Bridgework
New England Journal of Higher Education, The, Winter 2001
Hampshire College is located about 10 miles from the industrial city of Holyoke, Mass. But in many ways, the college, where one junior runs a software development business in his free time, and the hardscrabble city are on opposite sides of the so-called Digital Divide. Now, Hampshire is among a growing number of New England higher education institutions launching new programs to bridge that divide separating those with Internet access and skills from those without.
With a two-year, $80,000 grant from WorldCom, Hampshire faculty and students are helping young people in Holyoke create their own news journal on the World Wide Web, and in the process, mentoring them in journalism, community leadership, entrepreneurship, digital photography and website design. The news journal will promote community involvement, highlight ongoing community revitalization efforts and offer a showcase for youth artwork and writing.
The project also will familiarize Holyoke youth with a range of important job skills and potential career paths, and will acquaint Hampshire students with both the challenges and the potential of urban communities struggling to overcome the Digital Divide. (A hard copy of the digital newsletter will be produced to reach the many Holyoke residents who don't own computers and to motivate them to visit neighborhood libraries and community centers and use the Internet-maybe for the first time.)
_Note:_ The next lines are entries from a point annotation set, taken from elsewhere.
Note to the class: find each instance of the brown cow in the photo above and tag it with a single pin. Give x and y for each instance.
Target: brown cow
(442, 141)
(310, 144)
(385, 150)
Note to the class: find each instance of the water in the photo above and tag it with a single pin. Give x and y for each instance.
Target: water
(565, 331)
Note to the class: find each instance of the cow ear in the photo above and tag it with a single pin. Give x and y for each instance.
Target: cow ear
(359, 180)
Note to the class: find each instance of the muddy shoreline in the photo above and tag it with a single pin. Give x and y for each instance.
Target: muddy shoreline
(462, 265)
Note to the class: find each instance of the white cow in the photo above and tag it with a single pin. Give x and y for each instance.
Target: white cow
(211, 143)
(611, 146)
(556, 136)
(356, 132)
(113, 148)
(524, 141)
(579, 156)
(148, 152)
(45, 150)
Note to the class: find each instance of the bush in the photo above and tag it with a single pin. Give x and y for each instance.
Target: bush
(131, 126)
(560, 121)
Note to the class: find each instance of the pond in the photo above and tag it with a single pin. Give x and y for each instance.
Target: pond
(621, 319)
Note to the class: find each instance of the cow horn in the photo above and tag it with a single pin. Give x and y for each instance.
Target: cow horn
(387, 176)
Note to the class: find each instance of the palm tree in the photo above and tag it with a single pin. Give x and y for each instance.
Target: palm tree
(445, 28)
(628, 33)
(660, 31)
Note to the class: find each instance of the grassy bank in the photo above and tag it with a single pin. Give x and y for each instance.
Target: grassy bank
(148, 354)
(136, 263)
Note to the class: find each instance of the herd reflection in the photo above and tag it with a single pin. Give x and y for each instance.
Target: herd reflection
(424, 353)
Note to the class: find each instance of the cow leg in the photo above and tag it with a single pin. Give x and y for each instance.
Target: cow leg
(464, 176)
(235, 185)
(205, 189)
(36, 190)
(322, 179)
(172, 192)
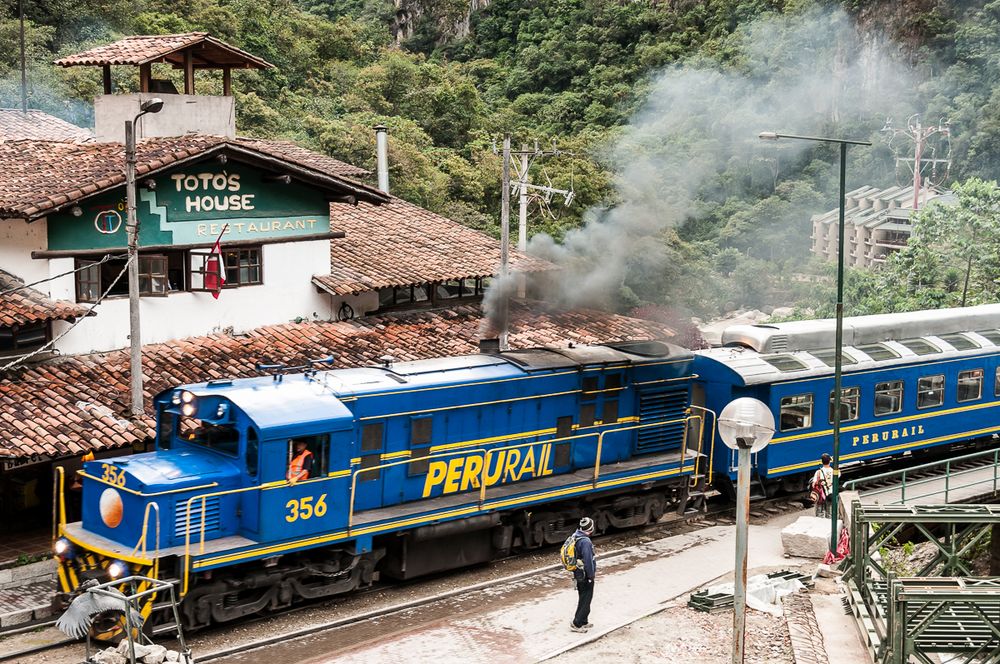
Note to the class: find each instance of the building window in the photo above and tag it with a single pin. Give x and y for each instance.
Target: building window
(889, 397)
(94, 279)
(930, 391)
(153, 275)
(243, 267)
(970, 384)
(850, 397)
(796, 412)
(19, 338)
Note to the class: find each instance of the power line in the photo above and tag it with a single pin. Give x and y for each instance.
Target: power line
(40, 349)
(105, 259)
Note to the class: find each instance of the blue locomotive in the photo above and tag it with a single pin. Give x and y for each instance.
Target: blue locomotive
(911, 382)
(265, 491)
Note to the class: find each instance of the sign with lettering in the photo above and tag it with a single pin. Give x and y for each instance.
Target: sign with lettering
(191, 206)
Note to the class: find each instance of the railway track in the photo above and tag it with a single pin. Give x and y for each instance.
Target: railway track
(717, 513)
Under other WorldCom grants, Quinnipiac University is helping sixth-graders in Hamden, Conn., videotape interviews with residents of a local nursing home and use the interviews to develop a website, while Brown students are helping the local Mount Hope Learning Center create a public history initiative and develop neighborhood-specific content for the Web.
More recently, the University of Massachusetts Boston has received more than $1 million from the Corporation for National Service to help people in Boston access the Internet. And with millions of Americans getting health and medical information online, the National Cancer Institute has begun funding initiatives such as a Yale Cancer Center program providing computer access and training to low-income families at New Haven Head Start facilities. Parents who complete the course will receive free Internet-ready computers.
Several New England universities are also confronting another digital chasm-the lack of minority and female involvement in technology development. The new Institute for African-American ECulture at Northeastern University, in collaboration with Boston University, has received $3.2 million from the National Science Foundation to study and promote African-American involvement in developing new technologies. The Radcliffe Public Policy Institute, meanwhile, has been awarded a three-year, $624,803 grant from the National Science Foundation to work with the Massachusetts Software and Internet Council on a study of factors affecting the attraction and retention of women to the burgeoning IT field.